A condução do processo que levou à liquidação extrajudicial do Banco Master passou a ser analisada internamente pelo próprio Banco Central. A autarquia instaurou uma investigação sigilosa para verificar se houve falhas nos procedimentos de fiscalização e na tomada de decisões relacionadas ao caso envolvendo a instituição financeira controlada pelo banqueiro Daniel Vorcaro.
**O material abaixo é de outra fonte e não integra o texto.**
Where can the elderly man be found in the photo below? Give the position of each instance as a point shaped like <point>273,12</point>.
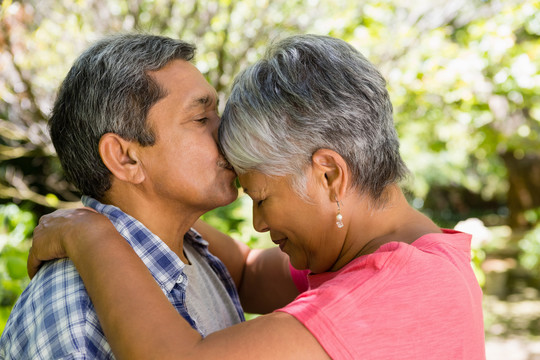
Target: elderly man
<point>135,127</point>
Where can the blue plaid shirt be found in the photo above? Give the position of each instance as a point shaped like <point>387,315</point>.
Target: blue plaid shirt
<point>54,317</point>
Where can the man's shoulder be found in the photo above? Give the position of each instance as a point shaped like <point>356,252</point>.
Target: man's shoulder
<point>53,317</point>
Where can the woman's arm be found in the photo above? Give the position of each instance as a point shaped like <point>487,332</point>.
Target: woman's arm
<point>262,276</point>
<point>140,323</point>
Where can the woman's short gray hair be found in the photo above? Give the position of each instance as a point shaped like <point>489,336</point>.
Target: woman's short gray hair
<point>313,92</point>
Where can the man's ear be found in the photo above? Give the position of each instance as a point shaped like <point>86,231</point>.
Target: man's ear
<point>331,170</point>
<point>120,157</point>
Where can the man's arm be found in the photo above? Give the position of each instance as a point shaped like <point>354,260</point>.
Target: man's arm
<point>158,331</point>
<point>262,277</point>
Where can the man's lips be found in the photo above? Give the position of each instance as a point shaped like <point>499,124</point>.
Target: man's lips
<point>280,242</point>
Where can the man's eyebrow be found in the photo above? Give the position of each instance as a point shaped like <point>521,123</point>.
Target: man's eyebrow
<point>203,100</point>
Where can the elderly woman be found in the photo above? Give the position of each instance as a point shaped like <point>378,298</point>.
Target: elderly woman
<point>309,130</point>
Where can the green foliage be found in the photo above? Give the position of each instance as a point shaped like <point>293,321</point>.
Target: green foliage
<point>529,247</point>
<point>16,226</point>
<point>236,220</point>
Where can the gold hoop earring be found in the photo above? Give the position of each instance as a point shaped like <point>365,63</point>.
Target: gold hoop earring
<point>339,217</point>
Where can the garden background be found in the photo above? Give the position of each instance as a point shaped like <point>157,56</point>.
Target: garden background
<point>464,78</point>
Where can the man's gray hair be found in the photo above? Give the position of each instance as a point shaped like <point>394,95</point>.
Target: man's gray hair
<point>109,90</point>
<point>307,93</point>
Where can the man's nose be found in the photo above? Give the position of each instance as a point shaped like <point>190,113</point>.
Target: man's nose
<point>258,222</point>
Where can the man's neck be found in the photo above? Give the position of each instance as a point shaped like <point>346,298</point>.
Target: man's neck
<point>167,220</point>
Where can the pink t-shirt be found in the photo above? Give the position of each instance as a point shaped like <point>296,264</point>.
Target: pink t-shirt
<point>418,301</point>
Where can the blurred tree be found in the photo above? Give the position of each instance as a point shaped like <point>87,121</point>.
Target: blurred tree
<point>462,75</point>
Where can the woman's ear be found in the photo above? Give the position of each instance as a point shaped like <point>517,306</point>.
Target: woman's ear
<point>120,157</point>
<point>331,170</point>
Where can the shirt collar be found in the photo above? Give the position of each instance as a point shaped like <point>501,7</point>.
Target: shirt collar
<point>164,265</point>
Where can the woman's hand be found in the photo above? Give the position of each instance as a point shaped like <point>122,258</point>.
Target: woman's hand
<point>58,230</point>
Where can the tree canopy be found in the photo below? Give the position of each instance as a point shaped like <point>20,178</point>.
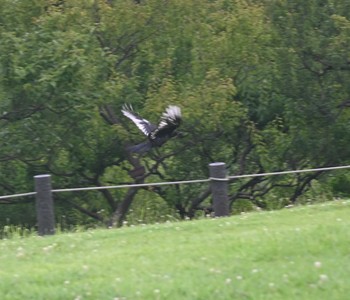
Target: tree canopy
<point>262,86</point>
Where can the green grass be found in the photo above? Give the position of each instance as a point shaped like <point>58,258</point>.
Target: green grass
<point>298,253</point>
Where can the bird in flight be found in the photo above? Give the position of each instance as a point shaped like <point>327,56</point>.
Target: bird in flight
<point>157,135</point>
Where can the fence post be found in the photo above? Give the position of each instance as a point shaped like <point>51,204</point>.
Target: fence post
<point>44,205</point>
<point>219,189</point>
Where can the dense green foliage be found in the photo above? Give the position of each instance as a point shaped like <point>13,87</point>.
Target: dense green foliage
<point>298,253</point>
<point>262,86</point>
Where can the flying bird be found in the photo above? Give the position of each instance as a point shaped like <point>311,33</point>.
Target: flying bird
<point>157,135</point>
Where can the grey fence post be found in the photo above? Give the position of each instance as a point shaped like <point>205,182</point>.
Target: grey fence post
<point>219,189</point>
<point>44,205</point>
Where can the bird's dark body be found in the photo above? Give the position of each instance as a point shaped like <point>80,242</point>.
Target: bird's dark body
<point>157,135</point>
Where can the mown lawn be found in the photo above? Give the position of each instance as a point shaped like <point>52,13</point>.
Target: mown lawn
<point>298,253</point>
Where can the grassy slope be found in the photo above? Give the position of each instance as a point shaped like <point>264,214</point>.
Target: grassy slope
<point>300,253</point>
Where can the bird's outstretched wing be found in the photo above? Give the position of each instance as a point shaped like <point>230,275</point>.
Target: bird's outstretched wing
<point>144,125</point>
<point>169,121</point>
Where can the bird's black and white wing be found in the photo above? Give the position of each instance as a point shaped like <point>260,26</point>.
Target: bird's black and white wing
<point>144,125</point>
<point>169,121</point>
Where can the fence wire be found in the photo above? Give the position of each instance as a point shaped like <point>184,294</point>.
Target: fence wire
<point>180,182</point>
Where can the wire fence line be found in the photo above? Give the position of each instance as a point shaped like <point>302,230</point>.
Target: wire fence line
<point>180,182</point>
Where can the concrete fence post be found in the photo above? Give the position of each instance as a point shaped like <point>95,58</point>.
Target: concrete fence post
<point>219,189</point>
<point>44,205</point>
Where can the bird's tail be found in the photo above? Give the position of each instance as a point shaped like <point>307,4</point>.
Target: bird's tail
<point>140,148</point>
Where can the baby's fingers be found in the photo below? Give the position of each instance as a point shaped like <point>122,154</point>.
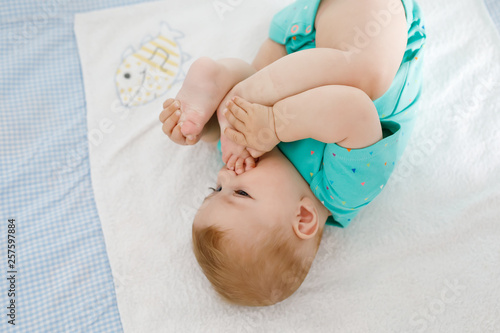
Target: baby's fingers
<point>171,122</point>
<point>235,136</point>
<point>170,106</point>
<point>238,166</point>
<point>231,162</point>
<point>249,163</point>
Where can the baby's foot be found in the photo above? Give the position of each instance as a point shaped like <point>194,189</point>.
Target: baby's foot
<point>235,156</point>
<point>170,119</point>
<point>199,97</point>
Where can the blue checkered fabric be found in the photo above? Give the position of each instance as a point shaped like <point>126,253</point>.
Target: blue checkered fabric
<point>63,281</point>
<point>494,9</point>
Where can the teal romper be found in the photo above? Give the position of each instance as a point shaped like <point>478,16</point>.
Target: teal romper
<point>346,180</point>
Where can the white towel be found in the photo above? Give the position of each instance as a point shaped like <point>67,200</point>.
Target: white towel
<point>422,257</point>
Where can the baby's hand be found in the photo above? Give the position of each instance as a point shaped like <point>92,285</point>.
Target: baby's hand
<point>241,163</point>
<point>253,125</point>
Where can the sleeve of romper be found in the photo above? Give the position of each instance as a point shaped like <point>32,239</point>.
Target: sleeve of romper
<point>277,31</point>
<point>352,178</point>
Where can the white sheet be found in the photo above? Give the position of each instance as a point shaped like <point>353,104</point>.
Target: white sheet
<point>423,257</point>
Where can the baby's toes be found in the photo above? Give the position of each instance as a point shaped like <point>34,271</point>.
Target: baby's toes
<point>168,102</point>
<point>231,162</point>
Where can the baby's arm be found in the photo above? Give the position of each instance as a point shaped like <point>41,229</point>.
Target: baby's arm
<point>330,114</point>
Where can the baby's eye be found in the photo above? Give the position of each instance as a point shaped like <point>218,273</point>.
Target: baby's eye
<point>218,189</point>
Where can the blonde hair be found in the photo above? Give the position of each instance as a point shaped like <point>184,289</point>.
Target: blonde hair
<point>270,271</point>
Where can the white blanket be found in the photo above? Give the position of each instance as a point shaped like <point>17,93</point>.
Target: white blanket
<point>422,257</point>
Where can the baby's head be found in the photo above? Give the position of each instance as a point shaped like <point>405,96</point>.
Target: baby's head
<point>256,236</point>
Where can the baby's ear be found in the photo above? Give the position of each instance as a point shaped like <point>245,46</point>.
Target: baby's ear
<point>306,223</point>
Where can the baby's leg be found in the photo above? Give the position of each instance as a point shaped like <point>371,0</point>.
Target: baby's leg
<point>331,114</point>
<point>206,83</point>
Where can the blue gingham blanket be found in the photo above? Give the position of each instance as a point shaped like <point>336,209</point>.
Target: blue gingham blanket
<point>494,10</point>
<point>58,278</point>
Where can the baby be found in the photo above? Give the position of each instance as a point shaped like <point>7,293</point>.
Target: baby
<point>310,133</point>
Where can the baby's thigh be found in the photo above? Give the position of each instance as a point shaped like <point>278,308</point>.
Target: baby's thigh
<point>373,31</point>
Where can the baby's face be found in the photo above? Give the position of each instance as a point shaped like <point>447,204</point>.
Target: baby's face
<point>262,197</point>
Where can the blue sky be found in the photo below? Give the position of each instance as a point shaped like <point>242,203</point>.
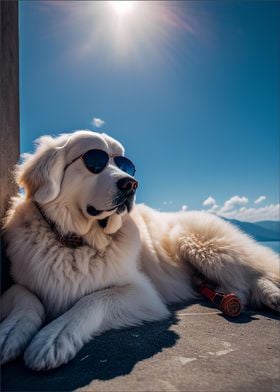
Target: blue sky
<point>190,88</point>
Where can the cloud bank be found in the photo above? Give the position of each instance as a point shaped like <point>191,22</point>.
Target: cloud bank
<point>236,208</point>
<point>97,122</point>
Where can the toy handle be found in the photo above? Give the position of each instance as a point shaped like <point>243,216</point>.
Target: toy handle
<point>229,304</point>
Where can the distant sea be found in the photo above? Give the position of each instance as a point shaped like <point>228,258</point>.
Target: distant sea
<point>274,245</point>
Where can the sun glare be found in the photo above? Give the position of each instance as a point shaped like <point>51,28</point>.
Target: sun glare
<point>122,7</point>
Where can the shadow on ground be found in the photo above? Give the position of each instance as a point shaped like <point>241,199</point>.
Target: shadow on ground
<point>113,354</point>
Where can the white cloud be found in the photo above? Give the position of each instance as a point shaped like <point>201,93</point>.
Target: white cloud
<point>209,201</point>
<point>269,212</point>
<point>167,202</point>
<point>233,201</point>
<point>214,208</point>
<point>260,199</point>
<point>97,122</point>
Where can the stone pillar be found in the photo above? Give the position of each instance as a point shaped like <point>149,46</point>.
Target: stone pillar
<point>9,108</point>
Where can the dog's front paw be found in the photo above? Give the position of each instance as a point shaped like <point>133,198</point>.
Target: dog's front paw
<point>53,346</point>
<point>16,331</point>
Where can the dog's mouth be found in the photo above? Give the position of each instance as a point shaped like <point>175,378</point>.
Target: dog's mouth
<point>118,209</point>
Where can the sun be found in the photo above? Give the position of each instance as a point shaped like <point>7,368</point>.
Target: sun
<point>122,7</point>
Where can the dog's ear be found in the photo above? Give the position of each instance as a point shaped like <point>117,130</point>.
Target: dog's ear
<point>41,173</point>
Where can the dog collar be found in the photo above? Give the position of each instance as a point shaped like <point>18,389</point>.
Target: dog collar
<point>70,240</point>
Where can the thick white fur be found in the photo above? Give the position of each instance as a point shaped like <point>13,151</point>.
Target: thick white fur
<point>126,274</point>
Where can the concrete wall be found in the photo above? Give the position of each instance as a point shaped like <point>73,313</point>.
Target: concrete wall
<point>9,114</point>
<point>9,104</point>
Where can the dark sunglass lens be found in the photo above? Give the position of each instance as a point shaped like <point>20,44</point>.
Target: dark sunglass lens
<point>95,160</point>
<point>125,165</point>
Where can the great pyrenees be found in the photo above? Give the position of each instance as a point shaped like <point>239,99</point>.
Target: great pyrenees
<point>84,261</point>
A sindicância foi aberta logo após o encerramento das atividades do banco, decretado em novembro do ano passado, e busca esclarecer, principalmente, por que o crescimento das operações consideradas de maior risco não foi identificado com antecedência pela área técnica do BC. A apuração foi determinada pelo presidente do órgão, Gabriel Galípolo, diante da gravidade de um processo de liquidação extrajudicial dentro do sistema financeiro.

O Banco Master tornou-se, nos últimos meses, objeto de questionamentos que extrapolaram o âmbito do Banco Central e alcançaram o Tribunal de Contas da União (TCU) e o Supremo Tribunal Federal (STF). As discussões tiveram início após suspeitas sobre operações financeiras da instituição, que culminaram na decisão do BC de decretar a liquidação.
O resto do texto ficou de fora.